Drawing on research in Greece and the Mediterranean as well as illustrative examples from Calais, the Alps, Australia and the United States-Mexico border, the book focuses on the diversity of actors involved in humanitarian assistance alongside the times and spaces of action. It draws a direct line between privileges of movement and global inequalities of race, class, gender and disability rooted in colonial histories and white supremacy, and humanitarian efforts that save lives while entrenching such inequalities.
About the speakers
Polly Pallister-Wilkins is an Associate Professor in the Department of Political Science at the University of Amsterdam and a board member of the Amsterdam Centre for Conflict Studies. She is an expert in humanitarian responses to border violence and mobility injustice with a specific focus on the Mediterranean and the Greek Hotspots. Growing from this her current research is concerned with what Black radical — especially feminist — traditions and Indigenous knowledges can offer for a reimagined humanitarianism in the future.
Darshan Vigneswaran is Co-Director of the Institute for Migration and Ethnic Studies, an Associate Professor in the Department of Politics, University of Amsterdam and a Senior Researcher at the African Centre for Migration and Society, WITS University. His research aims to understand and explain deep changes in the structure of international politics and is primarily interested in how territory has been reconfigured in response to changing patterns of human mobility and settlement.

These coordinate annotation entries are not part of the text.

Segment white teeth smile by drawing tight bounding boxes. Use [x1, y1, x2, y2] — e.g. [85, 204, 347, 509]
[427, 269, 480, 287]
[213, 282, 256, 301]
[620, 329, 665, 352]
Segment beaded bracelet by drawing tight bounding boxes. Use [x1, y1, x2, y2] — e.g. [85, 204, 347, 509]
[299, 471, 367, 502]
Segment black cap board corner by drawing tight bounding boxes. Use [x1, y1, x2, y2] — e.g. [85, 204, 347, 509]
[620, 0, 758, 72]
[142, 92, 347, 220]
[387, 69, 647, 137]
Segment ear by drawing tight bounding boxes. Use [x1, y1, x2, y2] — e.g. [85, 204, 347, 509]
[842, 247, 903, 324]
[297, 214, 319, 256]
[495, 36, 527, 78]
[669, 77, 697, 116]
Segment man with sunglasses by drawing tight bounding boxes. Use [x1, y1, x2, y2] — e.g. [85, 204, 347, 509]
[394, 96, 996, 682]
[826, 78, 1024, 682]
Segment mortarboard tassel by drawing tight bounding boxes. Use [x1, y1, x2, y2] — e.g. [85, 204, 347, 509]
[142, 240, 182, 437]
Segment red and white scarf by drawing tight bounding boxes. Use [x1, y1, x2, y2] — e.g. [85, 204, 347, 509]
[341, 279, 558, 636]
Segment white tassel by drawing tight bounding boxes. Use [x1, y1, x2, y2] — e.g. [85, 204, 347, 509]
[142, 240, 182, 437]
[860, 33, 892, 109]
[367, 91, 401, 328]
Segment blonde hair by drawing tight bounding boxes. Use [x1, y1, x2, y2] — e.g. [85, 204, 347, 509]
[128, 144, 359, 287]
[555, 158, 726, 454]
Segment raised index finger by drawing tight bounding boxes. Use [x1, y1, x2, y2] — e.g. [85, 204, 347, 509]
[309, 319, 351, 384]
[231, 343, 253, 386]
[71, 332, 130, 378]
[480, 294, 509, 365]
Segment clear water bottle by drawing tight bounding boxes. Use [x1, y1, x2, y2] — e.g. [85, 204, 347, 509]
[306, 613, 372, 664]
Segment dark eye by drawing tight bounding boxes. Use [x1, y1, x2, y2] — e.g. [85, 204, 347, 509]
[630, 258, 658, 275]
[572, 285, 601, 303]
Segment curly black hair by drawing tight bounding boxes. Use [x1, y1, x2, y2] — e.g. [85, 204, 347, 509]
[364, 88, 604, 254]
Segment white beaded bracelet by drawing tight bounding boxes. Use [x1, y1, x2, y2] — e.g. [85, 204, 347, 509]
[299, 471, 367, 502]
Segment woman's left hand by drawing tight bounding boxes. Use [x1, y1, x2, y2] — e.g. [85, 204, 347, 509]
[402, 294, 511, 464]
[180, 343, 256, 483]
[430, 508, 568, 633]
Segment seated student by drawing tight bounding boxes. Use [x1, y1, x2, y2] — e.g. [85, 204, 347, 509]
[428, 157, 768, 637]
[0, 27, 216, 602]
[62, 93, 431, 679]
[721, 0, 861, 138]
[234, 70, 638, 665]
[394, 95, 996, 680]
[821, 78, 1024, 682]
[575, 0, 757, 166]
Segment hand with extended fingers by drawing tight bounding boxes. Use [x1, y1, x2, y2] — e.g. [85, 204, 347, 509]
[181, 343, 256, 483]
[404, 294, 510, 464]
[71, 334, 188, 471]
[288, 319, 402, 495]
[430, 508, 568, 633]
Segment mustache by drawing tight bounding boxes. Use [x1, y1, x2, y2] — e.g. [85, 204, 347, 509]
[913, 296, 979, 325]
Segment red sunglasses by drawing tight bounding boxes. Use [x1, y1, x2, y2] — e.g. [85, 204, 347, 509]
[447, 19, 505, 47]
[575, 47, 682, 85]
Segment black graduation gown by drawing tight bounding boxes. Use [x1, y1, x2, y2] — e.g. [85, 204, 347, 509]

Anja Franck is Associate Professor in Peace and Development research at the University of Gothenburg. Her work is interested in how people navigate contemporary border regimes and how such tactics, in turn, impact the state’s ability to control peoples’ everyday lives and freedom of movement. Most of her work has centered on Southeast Asia, mostly on migration between Myanmar and Malaysia, but in more recent years she has also done work in Europe, focusing on Greece and Sweden.